When establishing a foreign-invested enterprise (FIE) in China, investors face a number of strategic considerations that can have long-term effects on their businesses – including determining the right amount of registered capital to commit to the company.

Registered capital is the initial cash investment dedicated by the shareholder(s) to an FIE, investment that is registered with China’s Administration for Industry and Commerce (AIC) and, once injected, instrumental to begin operations. This is not to be confused with the total investment prescribed to the company, also stipulated in the articles of association, which not only encompasses registered capital but also the possible foreign loan amount that can be lent to the FIE.

 

Calculating the optimal amount of registered capital allows a new FIE to run smoothly and avoid costly and time-consuming headaches. An under commitment of registered capital can leave a business short of crucial funds, while an over commitment can lead to unused capital that could otherwise be devoted to better purposes.

In most cases, registered capital funds the FIE until it begins generating enough income to cover its expenses, which can often be a matter of years. China’s strict foreign exchange controls mean injecting additional capital to fund operational expenses can be challenging during the early stages of a business.

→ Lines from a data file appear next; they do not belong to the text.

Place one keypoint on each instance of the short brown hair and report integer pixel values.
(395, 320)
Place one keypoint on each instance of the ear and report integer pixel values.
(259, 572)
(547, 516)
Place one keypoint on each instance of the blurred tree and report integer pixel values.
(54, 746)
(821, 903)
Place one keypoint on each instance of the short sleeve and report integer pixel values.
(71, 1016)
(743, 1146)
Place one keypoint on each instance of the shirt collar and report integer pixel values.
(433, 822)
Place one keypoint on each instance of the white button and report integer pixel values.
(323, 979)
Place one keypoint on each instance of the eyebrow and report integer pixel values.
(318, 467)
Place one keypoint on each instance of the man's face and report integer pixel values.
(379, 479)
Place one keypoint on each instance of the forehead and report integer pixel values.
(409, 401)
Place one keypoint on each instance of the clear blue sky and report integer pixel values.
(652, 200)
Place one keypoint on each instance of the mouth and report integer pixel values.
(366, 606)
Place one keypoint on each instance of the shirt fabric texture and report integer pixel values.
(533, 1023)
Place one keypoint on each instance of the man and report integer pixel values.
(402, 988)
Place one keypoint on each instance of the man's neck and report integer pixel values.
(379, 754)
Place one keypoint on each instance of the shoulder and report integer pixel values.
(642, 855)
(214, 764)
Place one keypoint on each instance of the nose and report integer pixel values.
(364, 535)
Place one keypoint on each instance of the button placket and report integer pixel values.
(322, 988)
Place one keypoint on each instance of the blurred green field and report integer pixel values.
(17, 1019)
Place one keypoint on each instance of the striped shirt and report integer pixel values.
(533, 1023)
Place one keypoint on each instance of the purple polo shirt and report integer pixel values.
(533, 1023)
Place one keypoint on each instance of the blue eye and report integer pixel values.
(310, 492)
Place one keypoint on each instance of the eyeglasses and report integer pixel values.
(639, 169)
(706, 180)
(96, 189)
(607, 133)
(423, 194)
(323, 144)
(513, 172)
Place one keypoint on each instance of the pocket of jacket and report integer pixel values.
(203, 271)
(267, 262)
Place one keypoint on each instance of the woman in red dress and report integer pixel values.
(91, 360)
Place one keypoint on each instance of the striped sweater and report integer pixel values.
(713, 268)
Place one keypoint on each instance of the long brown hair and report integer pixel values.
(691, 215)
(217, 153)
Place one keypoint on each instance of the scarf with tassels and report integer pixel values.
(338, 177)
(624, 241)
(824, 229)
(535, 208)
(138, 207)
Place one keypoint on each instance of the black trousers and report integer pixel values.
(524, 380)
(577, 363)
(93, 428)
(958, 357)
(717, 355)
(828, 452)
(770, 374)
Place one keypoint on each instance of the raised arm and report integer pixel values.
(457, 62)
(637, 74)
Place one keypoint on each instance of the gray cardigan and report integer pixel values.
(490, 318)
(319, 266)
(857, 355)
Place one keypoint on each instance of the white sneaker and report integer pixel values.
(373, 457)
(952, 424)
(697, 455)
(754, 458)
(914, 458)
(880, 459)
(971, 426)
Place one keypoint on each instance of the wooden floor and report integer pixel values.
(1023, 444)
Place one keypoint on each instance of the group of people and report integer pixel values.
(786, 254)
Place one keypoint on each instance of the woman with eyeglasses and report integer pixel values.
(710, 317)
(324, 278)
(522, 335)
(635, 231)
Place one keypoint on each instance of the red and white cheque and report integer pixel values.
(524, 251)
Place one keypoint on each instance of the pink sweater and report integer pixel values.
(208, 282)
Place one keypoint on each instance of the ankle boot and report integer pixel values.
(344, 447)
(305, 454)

Additionally, if investors decide they need additional registered capital, they must undergo the long process of altering their business license and other government documents at a time when they are in need of extra funds.

Company loans are an attractive way to inject extra funds into an FIE without undergoing the process of changing registered capital. Shareholders or related parties can provide the FIE with a loan to be returned according to the terms in the loan agreement, which can be amended with the approval of relevant authorities. However, company loans are capped at a certain percentage of the total investment, depending on its size.

 

Formally, China eliminated statutory registered capital requirements in March 2014 with the updated Company Law. According to the law, foreign investors can choose how much capital to inject upon setting up a WFOE, as well as the period of contribution, and the AIC will approve the amount and timeframe on a case-by-case basis.

In practice, however, the AIC will scrutinize registered capital to ensure that the amount can adequately support the early stages of an investment, and tend to stick closely to internal registered capital benchmarks per the relevant industry and region. Investors will therefore likely be required to submit a feasibility study of their proposed registered capital.

Further, certain industries are subject to statutory minimum registered capital requirements. For instance, limited liability accounting firms need a minimum registered capital of RMB 300,000 (US$45,510), while insurance companies require RMB 200 million (US$30.34 million).

Committing the correct amount of registered capital is therefore integral for foreign investors to be approved by local authorities and to have enough capital – but not too much – during the early stages of their China operations.